Re: MSIs not freed in GICv3 ITS driver
From: Marc Zyngier
Date: Wed Apr 01 2026 - 12:17:22 EST
On Wed, 01 Apr 2026 13:01:49 +0100,
Manivannan Sadhasivam <mani@xxxxxxxxxx> wrote:
>
> On Wed, Apr 01, 2026 at 09:15:30AM +0100, Marc Zyngier wrote:
> > On Wed, 01 Apr 2026 08:59:02 +0100,
> > Manivannan Sadhasivam <mani@xxxxxxxxxx> wrote:
> > >
> > > On Mon, Mar 30, 2026 at 09:17:10AM +0100, Marc Zyngier wrote:
> > > > On Tue, 03 Mar 2026 09:26:32 +0000,
> > > > Manivannan Sadhasivam <mani@xxxxxxxxxx> wrote:
> > > > >
> > > > > The above issue should be applicable to other MSI controller drivers as well,
> > > > > not just DWC.
> > > >
> > > > The core issue is not with the irqchips, but with the MSI subsystem.
> > > >
> > > > Multi-MSI devices should always result in a strict power-of-2
> > > > allocation, because that's all the HW supports. Yet, we let drivers
> > > > request a stupid number of interrupts.
> > > >
> > > > I can see two outcomes: either we force the allocation to the next 2^
> > > > value, or we return an error to the caller. The first one costs memory
> > > > (extra irq descriptors), the latter forces people to fix their crap.
> > > >
> > > > I'm tempted to propose the latter.
> > > >
> > >
> > > That might cause a lot of regressions I believe. IMO, safe bet would be to
> > > handle the power of 2 allocations inside the irqchip drivers.
> >
> > What part of "this is a violation of the PCI spec" did you miss? I
> > didn't realise we were in the business of adding crap just because
> > endpoint drivers are broken.
> >
>
> I agree that the endpoint drivers requesting non power-of-2 MSIs is flawed in
> the first place.
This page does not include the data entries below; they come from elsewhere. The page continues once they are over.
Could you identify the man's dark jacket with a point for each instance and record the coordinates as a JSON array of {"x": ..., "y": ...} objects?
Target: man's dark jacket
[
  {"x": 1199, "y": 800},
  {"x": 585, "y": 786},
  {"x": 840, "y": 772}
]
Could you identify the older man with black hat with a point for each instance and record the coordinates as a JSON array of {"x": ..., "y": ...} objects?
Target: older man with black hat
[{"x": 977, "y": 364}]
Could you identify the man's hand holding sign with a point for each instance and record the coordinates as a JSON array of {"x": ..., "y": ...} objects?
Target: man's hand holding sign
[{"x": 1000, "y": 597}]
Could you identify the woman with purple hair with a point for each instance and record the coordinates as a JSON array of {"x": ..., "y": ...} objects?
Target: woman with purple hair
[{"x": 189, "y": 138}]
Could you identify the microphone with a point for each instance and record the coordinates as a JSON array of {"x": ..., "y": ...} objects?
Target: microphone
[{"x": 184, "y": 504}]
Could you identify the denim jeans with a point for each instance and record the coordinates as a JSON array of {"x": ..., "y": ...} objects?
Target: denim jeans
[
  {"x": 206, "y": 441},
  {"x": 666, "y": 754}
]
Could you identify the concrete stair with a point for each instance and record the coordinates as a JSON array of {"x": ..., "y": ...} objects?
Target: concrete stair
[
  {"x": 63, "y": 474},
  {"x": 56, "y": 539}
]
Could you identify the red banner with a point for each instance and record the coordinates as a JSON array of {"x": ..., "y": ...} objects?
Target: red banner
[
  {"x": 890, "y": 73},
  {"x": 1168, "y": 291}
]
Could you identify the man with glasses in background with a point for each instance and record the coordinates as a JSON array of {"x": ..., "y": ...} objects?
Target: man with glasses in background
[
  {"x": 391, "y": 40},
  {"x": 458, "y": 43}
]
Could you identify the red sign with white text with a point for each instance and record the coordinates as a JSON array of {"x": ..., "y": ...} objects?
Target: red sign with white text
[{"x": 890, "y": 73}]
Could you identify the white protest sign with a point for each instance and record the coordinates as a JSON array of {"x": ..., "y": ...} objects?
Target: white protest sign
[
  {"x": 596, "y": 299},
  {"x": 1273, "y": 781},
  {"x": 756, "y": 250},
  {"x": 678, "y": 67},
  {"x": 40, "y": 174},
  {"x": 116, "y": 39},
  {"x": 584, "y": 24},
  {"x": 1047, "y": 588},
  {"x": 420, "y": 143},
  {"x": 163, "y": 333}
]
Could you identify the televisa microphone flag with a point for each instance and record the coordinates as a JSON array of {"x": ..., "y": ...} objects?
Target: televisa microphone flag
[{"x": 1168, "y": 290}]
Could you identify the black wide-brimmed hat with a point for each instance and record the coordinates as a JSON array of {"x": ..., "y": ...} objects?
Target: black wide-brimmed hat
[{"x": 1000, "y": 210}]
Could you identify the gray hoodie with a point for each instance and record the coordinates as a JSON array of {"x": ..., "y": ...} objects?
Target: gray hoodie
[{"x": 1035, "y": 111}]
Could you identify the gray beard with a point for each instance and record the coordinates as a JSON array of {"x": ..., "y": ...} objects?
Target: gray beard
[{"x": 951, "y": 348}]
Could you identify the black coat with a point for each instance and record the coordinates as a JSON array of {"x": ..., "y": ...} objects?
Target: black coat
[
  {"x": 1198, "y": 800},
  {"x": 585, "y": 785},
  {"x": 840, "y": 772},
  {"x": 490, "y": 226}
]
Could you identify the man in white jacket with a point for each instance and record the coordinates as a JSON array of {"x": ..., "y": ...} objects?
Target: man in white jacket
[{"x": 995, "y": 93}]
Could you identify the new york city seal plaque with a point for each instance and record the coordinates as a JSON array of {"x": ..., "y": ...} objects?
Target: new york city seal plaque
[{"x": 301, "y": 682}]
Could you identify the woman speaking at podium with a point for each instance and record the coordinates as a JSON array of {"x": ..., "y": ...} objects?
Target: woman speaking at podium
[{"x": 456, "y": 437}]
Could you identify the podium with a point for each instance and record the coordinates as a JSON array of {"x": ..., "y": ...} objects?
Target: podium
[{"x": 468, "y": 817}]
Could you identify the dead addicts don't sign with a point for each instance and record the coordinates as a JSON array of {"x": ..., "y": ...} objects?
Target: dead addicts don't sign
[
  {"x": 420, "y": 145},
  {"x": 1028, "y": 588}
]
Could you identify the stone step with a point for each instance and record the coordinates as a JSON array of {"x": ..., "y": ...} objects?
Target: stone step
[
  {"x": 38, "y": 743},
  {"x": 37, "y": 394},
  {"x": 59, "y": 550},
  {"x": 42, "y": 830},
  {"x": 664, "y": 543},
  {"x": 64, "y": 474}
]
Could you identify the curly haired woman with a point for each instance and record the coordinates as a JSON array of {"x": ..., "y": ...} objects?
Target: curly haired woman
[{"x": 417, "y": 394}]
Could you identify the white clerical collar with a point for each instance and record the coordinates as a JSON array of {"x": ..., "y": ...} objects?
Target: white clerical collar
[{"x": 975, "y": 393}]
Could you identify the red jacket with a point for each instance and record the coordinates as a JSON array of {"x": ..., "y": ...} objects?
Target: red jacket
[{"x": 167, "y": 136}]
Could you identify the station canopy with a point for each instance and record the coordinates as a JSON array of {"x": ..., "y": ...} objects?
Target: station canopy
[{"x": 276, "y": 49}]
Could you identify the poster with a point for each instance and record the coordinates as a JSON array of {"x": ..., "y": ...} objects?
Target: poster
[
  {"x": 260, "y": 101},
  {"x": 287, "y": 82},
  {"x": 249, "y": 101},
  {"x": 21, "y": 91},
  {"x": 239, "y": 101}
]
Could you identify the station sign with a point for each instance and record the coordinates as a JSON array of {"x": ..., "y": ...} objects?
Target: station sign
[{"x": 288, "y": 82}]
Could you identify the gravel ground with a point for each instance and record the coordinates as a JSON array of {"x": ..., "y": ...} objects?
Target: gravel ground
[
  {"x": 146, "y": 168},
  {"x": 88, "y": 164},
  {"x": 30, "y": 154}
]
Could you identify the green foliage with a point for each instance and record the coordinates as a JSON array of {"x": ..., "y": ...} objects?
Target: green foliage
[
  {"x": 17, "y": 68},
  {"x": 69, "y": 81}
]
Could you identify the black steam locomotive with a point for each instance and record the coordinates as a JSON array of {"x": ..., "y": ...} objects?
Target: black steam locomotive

But a lot of drivers do:
>
> pci_alloc_irq_vectors(pdev, 1, 1, PCI_IRQ_MSI | PCI_IRQ_INTX);
> or
> pci_alloc_irq_vectors(pdev, 1, 1, PCI_IRQ_ALL_TYPES);
>
> This is so far working for these drivers and *may* suddenly break if the irqchip
> drivers start returning errors. I was just trying to avoid that
> situation.
1 *IS* a power of two. Any driver that does that is perfectly fine.
A driver that does
pci_alloc_irq_vectors(pdev, 1, 7, PCI_IRQ_MSI);
or
pci_alloc_irq_vectors(pdev, 7, 7, PCI_IRQ_MSI);
is broken. *That* is what the PCI core code should enforce.
M.
--
Without deviation from the norm, progress is not possible.